In January 2012, the U.S. Supreme Court unanimously confirmed that Americans have constitutional protections against GPS surveillance by law enforcement, holding that GPS tracking is a "search" under the Fourth Amendment.
In United States v. Jones (at times known as United States v. Maynard), FBI agents planted a GPS device on a car while it was on private property and then used it to track the position of the automobile every ten seconds for a full month, all without securing a search warrant.
EFF and the Center for Democracy and Technology filed an amicus brief arguing that GPS tracking is fundamentally different from and more invasive than other surveillance technologies the court has allowed before, and that law enforcement use of GPS without a warrant violates Americans' reasonable expectations of privacy.

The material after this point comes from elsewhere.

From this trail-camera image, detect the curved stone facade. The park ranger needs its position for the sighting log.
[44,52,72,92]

The amicus brief was joined by Roger L. Easton, considered the father of GPS, and other technologists.
EFF was particularly gratified to see Justice Sotomayor, in concurrence, raising concerns about the failure of the Fourth Amendment caselaw to keep up with the realities of today's digital technologies. She said: "People disclose the phone numbers that they dial or text to their cellular providers, the URLS that they visit and the e-mail addresses with which they correspond to their Internet service providers, and the books, groceries and medications they purchase to online retailers . . . I would not assume that all information voluntarily disclosed to some member of the public for a limited purpose is, for that reason alone, disentitled to Fourth Amendment protection."